The government has decided to press ahead with its plans for ‘employee-owner’ contracts despite a lack of support among either employers or employees.

A consultation by the Department for Business, Innovation and Skills revealed that most organisations would choose not to take up the new rights, which were announced by Chancellor George Osborne in his keynote speech at the Tory party conference and are scheduled to come into force from April 2013.

The new legislation will see the ‘employee-shareholders’, as they will now be called, waive their rights on redundancy and unfair dismissal in exchange for between £2,000 and £50,000 of shares in their employer, which will be exempt from capital gains tax.

They will also be expected to surrender their rights to request flexible working and time off for training and to provide 16 weeks’ notice of a firm date to return from maternity or paternity leave rather than the usual eight.

The move comes even though the BIS consultation indicated “strong concern that individuals were losing important employment protections and that they might be coerced to take on employee owner status”. Respondents were also worried that the scheme could be misused by employers and that tax advantages could be abused.

But “the majority of respondents felt there would not be an impact on recruitment because few businesses would offer the employer-owner option”, the consultation found.

Controversial scheme

This was not least because the controversial scheme, which was the brainchild of venture capitalist Adrian Beecroft, would be “complex and costly to operate, with uncertainty around valuation and income tax implications for individuals”.

As a result, take-up was expected to be restricted to “micro-businesses and some growing companies”.

Guy Lamber, partner at DLA Piper’s employment, pensions and benefits group, agreed that it remained to be seen how many employers would view the scheme as workable and would take it up.

At the very least, it would cost money to set up and administer, he pointed out.

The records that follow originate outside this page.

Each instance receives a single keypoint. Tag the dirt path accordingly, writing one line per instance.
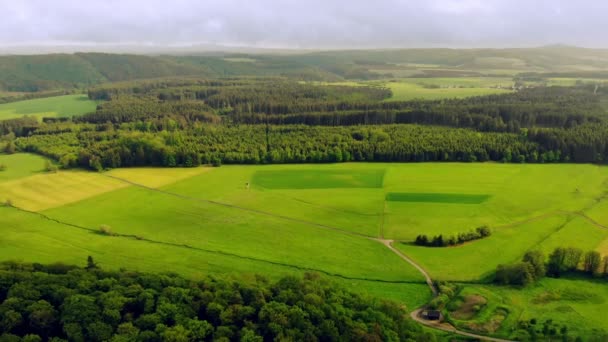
(427, 277)
(415, 315)
(256, 211)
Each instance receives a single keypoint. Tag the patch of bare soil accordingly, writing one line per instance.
(469, 308)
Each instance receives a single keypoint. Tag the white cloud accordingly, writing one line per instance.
(311, 23)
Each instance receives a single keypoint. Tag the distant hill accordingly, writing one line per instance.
(31, 73)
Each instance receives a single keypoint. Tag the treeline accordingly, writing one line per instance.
(77, 145)
(280, 101)
(60, 302)
(37, 95)
(561, 261)
(454, 240)
(167, 142)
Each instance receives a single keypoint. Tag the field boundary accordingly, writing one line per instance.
(171, 244)
(261, 212)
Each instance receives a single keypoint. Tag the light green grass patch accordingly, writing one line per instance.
(30, 238)
(318, 179)
(436, 198)
(57, 106)
(478, 260)
(20, 165)
(199, 224)
(440, 88)
(577, 303)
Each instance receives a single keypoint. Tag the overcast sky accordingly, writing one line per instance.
(306, 23)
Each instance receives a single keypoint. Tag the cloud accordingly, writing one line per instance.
(306, 24)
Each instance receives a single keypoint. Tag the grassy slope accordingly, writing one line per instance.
(576, 303)
(410, 89)
(517, 193)
(58, 106)
(20, 165)
(30, 238)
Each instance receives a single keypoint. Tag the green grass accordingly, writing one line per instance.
(30, 238)
(577, 303)
(440, 88)
(303, 217)
(435, 198)
(478, 260)
(58, 106)
(20, 165)
(170, 219)
(318, 179)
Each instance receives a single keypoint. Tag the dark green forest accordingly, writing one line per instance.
(60, 302)
(189, 122)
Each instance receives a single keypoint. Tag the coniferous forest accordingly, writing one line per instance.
(188, 122)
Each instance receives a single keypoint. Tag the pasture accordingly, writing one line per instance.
(282, 219)
(576, 303)
(57, 106)
(406, 89)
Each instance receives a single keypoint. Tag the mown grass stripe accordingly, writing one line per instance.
(423, 197)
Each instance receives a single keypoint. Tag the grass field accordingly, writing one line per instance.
(20, 165)
(577, 303)
(439, 88)
(296, 218)
(58, 106)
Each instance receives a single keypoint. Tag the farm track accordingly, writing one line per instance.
(415, 315)
(171, 244)
(256, 211)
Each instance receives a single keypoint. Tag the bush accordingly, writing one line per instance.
(521, 273)
(441, 241)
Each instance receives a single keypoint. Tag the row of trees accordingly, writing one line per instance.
(459, 239)
(561, 261)
(282, 102)
(59, 303)
(110, 147)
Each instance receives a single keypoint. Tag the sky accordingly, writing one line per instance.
(310, 24)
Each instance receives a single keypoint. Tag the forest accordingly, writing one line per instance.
(61, 302)
(189, 122)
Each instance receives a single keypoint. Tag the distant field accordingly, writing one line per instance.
(435, 198)
(58, 106)
(296, 218)
(318, 179)
(20, 165)
(439, 88)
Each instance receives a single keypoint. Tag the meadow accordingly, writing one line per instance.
(286, 219)
(405, 89)
(576, 303)
(57, 106)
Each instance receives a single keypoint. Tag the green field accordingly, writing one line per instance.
(419, 197)
(58, 106)
(318, 179)
(296, 218)
(576, 303)
(440, 88)
(19, 166)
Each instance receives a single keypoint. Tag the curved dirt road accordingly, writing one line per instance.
(416, 313)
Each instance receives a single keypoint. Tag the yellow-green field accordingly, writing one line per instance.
(439, 88)
(284, 219)
(58, 106)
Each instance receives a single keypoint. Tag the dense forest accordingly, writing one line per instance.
(189, 122)
(60, 302)
(33, 73)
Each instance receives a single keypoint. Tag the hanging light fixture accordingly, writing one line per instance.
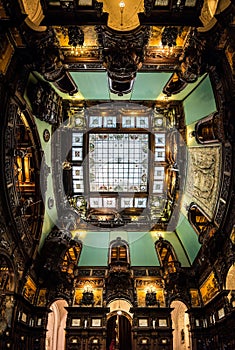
(122, 5)
(76, 38)
(119, 312)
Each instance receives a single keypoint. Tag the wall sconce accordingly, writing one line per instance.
(121, 5)
(87, 296)
(151, 298)
(232, 235)
(76, 38)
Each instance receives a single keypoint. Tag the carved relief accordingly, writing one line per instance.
(204, 165)
(209, 288)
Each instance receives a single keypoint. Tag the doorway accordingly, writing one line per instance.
(118, 332)
(55, 338)
(180, 325)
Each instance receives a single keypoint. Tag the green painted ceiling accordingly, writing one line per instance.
(198, 101)
(147, 87)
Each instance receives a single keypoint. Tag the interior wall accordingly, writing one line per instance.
(200, 102)
(180, 325)
(55, 338)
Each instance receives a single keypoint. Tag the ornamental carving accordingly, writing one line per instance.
(122, 55)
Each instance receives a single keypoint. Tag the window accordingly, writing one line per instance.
(119, 251)
(166, 255)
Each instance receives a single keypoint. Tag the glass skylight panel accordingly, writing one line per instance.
(161, 2)
(95, 122)
(159, 173)
(128, 122)
(77, 153)
(140, 202)
(118, 162)
(159, 154)
(190, 3)
(158, 186)
(109, 202)
(160, 140)
(127, 202)
(77, 172)
(96, 202)
(142, 122)
(77, 139)
(78, 186)
(109, 122)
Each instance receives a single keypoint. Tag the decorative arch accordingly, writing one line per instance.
(56, 324)
(230, 285)
(210, 129)
(200, 222)
(166, 255)
(180, 325)
(119, 321)
(7, 283)
(119, 251)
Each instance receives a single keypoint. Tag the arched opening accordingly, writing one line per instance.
(119, 326)
(55, 338)
(166, 256)
(200, 222)
(6, 275)
(180, 325)
(119, 251)
(230, 285)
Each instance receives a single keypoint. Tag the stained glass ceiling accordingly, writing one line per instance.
(124, 165)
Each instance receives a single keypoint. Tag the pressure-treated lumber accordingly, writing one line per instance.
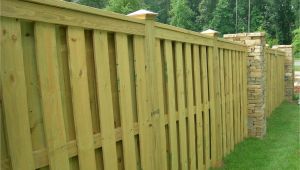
(15, 96)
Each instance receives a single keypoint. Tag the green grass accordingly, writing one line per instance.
(278, 150)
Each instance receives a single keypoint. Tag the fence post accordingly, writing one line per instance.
(256, 80)
(288, 70)
(216, 135)
(156, 147)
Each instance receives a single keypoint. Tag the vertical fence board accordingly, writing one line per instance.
(51, 97)
(170, 84)
(199, 107)
(238, 57)
(14, 94)
(80, 98)
(231, 99)
(212, 73)
(181, 106)
(162, 154)
(126, 105)
(190, 106)
(245, 79)
(105, 103)
(142, 104)
(206, 107)
(227, 99)
(223, 113)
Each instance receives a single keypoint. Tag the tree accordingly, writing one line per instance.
(296, 42)
(161, 7)
(223, 18)
(181, 14)
(125, 6)
(205, 9)
(283, 21)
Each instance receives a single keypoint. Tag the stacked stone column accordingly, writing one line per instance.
(289, 70)
(256, 80)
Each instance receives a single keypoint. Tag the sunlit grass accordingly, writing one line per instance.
(278, 150)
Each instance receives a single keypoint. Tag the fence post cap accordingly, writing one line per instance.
(211, 32)
(143, 14)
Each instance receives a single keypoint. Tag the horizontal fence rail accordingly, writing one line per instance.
(88, 89)
(274, 79)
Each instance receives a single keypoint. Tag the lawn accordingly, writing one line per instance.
(279, 150)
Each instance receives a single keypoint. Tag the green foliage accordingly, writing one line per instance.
(276, 17)
(223, 19)
(161, 7)
(278, 150)
(125, 6)
(205, 10)
(296, 43)
(94, 3)
(181, 14)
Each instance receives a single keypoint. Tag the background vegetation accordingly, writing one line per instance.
(278, 150)
(278, 18)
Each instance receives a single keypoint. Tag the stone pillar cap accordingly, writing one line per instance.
(252, 34)
(282, 46)
(211, 32)
(143, 14)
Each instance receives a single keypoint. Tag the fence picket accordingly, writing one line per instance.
(51, 95)
(80, 98)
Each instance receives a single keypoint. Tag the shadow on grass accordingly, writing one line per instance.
(279, 149)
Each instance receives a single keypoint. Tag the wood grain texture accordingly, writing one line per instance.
(80, 98)
(181, 106)
(199, 107)
(45, 39)
(144, 116)
(190, 106)
(101, 56)
(14, 94)
(125, 99)
(170, 84)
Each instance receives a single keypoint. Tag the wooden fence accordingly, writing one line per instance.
(274, 79)
(87, 89)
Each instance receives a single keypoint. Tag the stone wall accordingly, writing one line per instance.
(289, 70)
(256, 80)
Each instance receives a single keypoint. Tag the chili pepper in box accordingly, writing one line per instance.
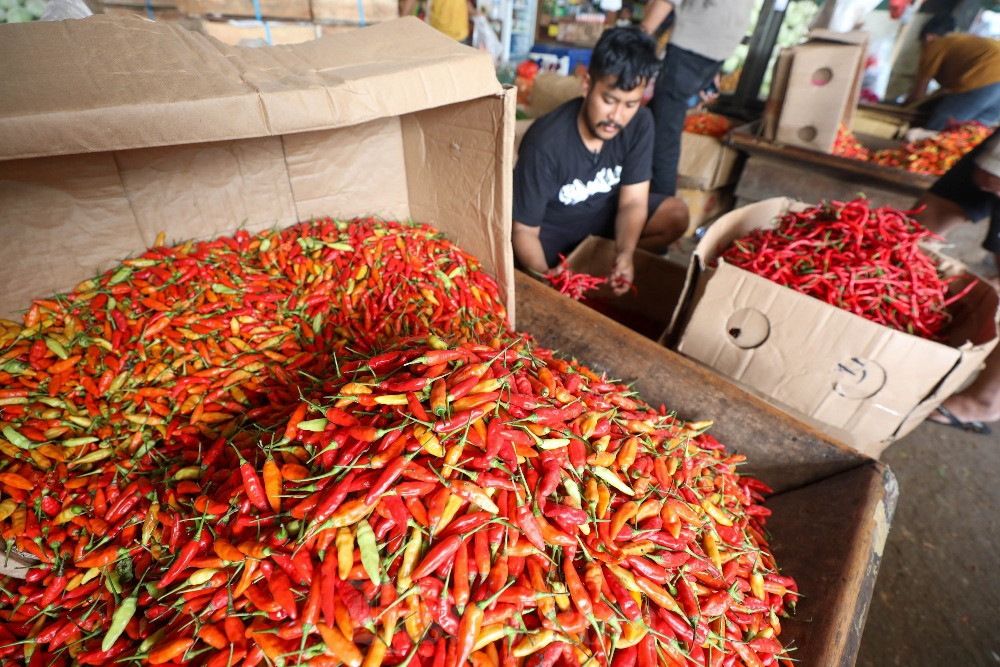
(847, 145)
(865, 259)
(707, 123)
(255, 438)
(936, 154)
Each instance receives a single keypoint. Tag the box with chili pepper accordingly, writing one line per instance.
(828, 317)
(706, 161)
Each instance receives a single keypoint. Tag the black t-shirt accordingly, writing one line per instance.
(569, 191)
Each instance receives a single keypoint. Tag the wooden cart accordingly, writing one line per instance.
(832, 506)
(773, 169)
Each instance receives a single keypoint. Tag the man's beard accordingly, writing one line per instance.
(592, 126)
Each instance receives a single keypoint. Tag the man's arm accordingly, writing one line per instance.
(528, 247)
(918, 90)
(656, 12)
(633, 208)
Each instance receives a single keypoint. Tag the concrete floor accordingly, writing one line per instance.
(936, 601)
(937, 596)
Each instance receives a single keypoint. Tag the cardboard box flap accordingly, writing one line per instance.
(854, 38)
(176, 84)
(834, 367)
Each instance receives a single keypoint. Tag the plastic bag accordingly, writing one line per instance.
(485, 39)
(57, 10)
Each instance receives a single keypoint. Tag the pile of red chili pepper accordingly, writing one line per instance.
(707, 123)
(220, 455)
(935, 155)
(847, 145)
(864, 259)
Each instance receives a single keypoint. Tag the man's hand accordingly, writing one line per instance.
(622, 274)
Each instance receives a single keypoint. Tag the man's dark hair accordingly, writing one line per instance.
(628, 54)
(939, 24)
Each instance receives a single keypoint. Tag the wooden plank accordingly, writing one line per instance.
(833, 508)
(783, 452)
(275, 9)
(745, 139)
(829, 536)
(765, 177)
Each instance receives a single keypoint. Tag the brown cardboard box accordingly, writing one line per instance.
(271, 9)
(395, 120)
(706, 163)
(658, 285)
(353, 11)
(832, 507)
(859, 381)
(705, 205)
(579, 32)
(250, 32)
(822, 90)
(551, 89)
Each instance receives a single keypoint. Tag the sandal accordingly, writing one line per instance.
(977, 427)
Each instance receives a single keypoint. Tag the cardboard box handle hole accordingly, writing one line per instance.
(858, 378)
(807, 133)
(748, 328)
(822, 76)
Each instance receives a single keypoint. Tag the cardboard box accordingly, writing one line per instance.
(822, 90)
(705, 205)
(354, 11)
(706, 163)
(832, 508)
(861, 381)
(272, 9)
(395, 120)
(551, 90)
(579, 32)
(879, 124)
(658, 282)
(250, 32)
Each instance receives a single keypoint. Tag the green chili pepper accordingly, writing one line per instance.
(369, 551)
(119, 620)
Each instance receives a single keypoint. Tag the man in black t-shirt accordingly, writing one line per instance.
(585, 167)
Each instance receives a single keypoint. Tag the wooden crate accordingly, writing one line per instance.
(832, 506)
(773, 169)
(273, 9)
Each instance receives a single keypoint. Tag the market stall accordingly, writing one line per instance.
(271, 435)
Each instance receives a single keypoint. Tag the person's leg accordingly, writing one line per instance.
(682, 75)
(954, 199)
(980, 401)
(980, 104)
(667, 222)
(989, 114)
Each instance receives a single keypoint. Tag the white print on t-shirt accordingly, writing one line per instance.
(577, 191)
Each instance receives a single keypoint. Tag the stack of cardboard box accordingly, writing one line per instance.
(815, 89)
(706, 173)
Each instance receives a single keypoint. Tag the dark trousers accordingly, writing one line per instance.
(682, 75)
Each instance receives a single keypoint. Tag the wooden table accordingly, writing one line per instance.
(832, 506)
(774, 170)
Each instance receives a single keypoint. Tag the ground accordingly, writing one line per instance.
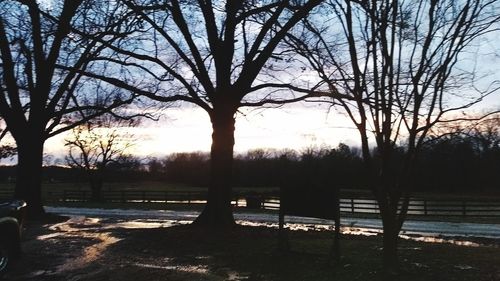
(85, 248)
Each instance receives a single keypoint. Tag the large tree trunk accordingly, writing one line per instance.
(29, 174)
(218, 211)
(390, 244)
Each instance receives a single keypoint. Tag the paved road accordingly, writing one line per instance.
(357, 225)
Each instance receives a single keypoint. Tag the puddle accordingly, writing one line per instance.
(200, 269)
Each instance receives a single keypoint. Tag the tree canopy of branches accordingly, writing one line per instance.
(43, 45)
(93, 146)
(405, 66)
(220, 56)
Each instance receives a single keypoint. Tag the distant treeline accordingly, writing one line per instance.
(454, 163)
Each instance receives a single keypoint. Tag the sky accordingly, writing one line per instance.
(297, 127)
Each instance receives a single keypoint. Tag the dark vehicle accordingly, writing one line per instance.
(11, 221)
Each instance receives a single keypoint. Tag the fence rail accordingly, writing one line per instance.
(351, 204)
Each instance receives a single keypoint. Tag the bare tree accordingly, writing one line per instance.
(405, 67)
(220, 56)
(42, 93)
(93, 146)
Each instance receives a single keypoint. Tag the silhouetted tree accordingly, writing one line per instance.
(220, 56)
(94, 146)
(400, 63)
(43, 44)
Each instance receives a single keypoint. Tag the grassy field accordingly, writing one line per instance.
(83, 251)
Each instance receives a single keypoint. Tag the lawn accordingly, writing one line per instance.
(104, 249)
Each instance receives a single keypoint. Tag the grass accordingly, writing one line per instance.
(250, 253)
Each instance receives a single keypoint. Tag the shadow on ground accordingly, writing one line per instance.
(105, 249)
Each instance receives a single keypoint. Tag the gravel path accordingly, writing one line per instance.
(358, 225)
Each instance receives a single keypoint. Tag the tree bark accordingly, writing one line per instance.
(95, 180)
(218, 210)
(390, 244)
(29, 174)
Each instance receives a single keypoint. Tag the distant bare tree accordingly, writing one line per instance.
(95, 145)
(43, 45)
(405, 66)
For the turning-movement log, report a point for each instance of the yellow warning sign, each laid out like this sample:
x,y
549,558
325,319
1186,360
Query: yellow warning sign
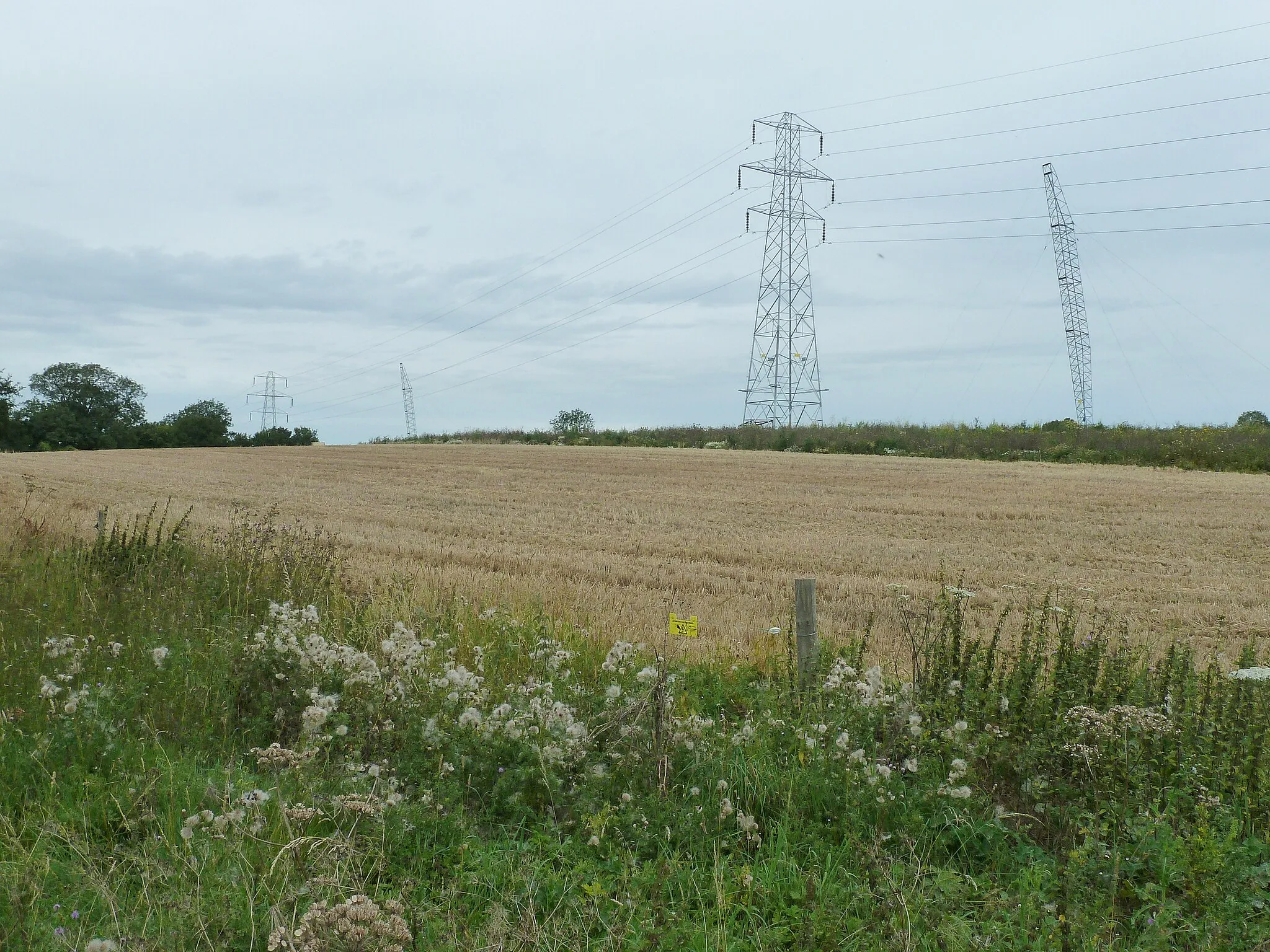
x,y
683,627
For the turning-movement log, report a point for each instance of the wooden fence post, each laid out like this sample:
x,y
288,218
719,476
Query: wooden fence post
x,y
804,615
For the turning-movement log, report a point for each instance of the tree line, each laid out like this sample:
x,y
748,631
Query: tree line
x,y
89,407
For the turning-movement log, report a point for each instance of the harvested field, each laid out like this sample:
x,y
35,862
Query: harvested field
x,y
615,539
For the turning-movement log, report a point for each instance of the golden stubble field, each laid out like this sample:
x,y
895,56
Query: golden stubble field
x,y
614,539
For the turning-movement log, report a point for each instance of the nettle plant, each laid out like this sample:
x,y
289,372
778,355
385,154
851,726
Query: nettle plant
x,y
1077,729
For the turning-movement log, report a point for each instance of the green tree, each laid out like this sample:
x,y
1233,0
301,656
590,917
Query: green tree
x,y
9,392
202,425
573,421
83,407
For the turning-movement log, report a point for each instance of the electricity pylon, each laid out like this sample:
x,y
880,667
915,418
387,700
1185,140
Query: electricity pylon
x,y
784,386
1062,230
270,398
408,403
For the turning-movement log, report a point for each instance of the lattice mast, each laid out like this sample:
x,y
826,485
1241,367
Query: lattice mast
x,y
408,403
784,385
270,398
1062,230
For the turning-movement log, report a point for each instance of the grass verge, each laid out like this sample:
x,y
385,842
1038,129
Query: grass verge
x,y
213,744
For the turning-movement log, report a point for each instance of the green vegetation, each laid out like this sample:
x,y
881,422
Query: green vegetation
x,y
1242,448
88,407
572,423
216,744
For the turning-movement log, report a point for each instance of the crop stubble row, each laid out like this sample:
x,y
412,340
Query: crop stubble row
x,y
615,537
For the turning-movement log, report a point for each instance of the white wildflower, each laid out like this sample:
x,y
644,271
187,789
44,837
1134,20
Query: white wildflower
x,y
840,674
56,648
313,719
1251,674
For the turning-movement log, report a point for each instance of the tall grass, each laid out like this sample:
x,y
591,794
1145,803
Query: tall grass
x,y
214,744
1209,447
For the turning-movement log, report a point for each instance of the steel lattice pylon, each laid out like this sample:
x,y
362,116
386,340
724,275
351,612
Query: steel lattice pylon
x,y
1071,294
408,403
270,397
784,386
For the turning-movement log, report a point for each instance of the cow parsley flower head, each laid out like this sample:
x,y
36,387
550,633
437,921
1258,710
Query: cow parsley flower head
x,y
1251,674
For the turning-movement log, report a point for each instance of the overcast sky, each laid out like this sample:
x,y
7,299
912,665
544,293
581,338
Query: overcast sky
x,y
197,193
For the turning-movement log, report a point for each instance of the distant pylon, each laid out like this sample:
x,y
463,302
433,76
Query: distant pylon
x,y
784,385
1062,230
408,402
270,398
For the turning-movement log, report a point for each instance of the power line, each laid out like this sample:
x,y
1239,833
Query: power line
x,y
590,235
1036,235
673,229
1042,218
1049,125
580,314
1037,69
1050,155
562,350
1034,188
1250,356
614,299
1044,98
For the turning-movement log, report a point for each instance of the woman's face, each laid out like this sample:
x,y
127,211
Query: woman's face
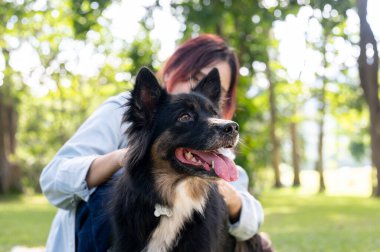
x,y
225,78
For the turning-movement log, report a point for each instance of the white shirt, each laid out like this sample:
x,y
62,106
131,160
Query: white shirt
x,y
64,185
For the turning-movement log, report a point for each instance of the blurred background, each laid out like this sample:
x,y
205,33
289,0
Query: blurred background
x,y
308,103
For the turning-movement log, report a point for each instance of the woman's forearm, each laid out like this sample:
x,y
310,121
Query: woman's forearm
x,y
103,167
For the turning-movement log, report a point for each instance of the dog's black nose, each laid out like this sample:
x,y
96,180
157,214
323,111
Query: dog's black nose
x,y
231,127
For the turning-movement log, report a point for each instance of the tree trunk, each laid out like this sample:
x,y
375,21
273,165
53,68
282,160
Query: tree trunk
x,y
295,154
275,152
368,73
10,175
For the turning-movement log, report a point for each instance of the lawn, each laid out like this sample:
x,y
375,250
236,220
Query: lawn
x,y
294,221
322,223
24,220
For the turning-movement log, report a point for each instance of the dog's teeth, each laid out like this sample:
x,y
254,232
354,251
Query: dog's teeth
x,y
188,155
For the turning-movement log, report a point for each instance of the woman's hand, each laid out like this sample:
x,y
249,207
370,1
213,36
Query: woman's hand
x,y
103,167
232,199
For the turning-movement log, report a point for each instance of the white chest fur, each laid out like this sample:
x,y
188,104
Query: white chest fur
x,y
167,231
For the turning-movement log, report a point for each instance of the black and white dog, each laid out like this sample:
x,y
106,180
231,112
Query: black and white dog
x,y
167,199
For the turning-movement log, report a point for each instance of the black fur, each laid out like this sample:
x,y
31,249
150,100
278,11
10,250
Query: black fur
x,y
159,124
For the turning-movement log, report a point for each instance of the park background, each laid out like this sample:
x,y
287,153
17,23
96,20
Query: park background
x,y
308,104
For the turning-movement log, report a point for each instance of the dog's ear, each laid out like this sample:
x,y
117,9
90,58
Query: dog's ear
x,y
210,86
145,96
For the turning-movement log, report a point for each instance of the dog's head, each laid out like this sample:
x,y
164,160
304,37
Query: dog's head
x,y
182,130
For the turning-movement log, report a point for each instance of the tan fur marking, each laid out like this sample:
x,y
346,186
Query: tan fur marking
x,y
183,194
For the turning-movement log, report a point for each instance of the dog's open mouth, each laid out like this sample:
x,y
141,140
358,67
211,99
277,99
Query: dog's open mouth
x,y
223,166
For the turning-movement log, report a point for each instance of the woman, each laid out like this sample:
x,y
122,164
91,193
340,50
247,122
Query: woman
x,y
74,179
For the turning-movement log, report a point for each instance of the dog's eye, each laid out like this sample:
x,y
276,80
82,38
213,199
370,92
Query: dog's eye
x,y
185,117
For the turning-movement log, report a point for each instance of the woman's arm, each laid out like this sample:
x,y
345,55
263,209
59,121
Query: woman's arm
x,y
104,167
246,213
64,179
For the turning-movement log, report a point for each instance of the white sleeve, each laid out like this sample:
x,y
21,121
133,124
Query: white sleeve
x,y
251,215
63,180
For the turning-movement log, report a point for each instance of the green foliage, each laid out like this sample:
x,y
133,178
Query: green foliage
x,y
61,96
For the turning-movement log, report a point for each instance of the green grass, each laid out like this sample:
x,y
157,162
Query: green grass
x,y
24,220
294,221
315,223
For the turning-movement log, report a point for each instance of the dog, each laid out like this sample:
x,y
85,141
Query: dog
x,y
167,199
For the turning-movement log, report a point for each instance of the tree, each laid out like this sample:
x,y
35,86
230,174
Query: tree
x,y
368,73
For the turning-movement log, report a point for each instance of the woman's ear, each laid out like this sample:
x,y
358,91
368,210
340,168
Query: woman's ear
x,y
210,86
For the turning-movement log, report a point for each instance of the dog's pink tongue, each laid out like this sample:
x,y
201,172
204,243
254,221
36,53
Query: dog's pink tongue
x,y
224,167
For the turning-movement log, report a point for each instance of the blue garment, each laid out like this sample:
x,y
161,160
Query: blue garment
x,y
92,222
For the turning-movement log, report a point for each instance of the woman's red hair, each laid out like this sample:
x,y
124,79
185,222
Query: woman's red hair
x,y
194,55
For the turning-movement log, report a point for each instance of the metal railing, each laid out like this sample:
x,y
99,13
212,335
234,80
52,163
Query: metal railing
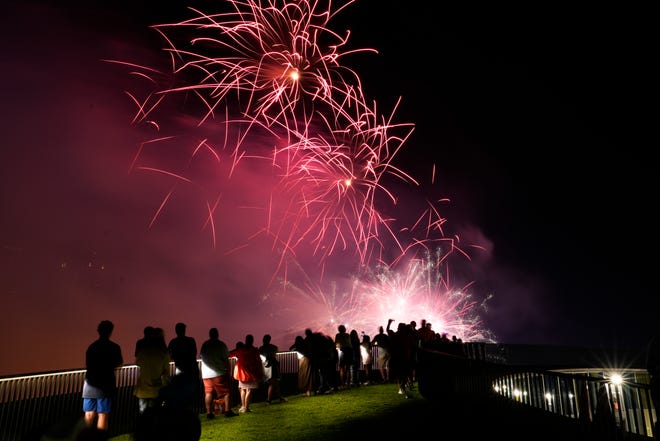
x,y
589,397
32,402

Employers would have to undertake share valuations both when hiring staff and letting them go and any disputes were “likely to end up before the courts rather than the employment tribunals”.

Moreover, while a shares-for-rights law might protect employers from unfair dismissal claims, employees would still be able to sue for other things such as discrimination.

“Unsurprisingly, this proposed scheme does not enable employers to exclude protection from EU law, which will remain in place irrespective of this approach,” Lamber said.

In addition, because many of the UK’s employment laws – which covered matters such as protection for pregnant women and those on maternity leave – were based on EU legislation, the government was “bound by its European obligations and would, therefore, have to ensure that its proposals are implemented in line with them”, Lamber added.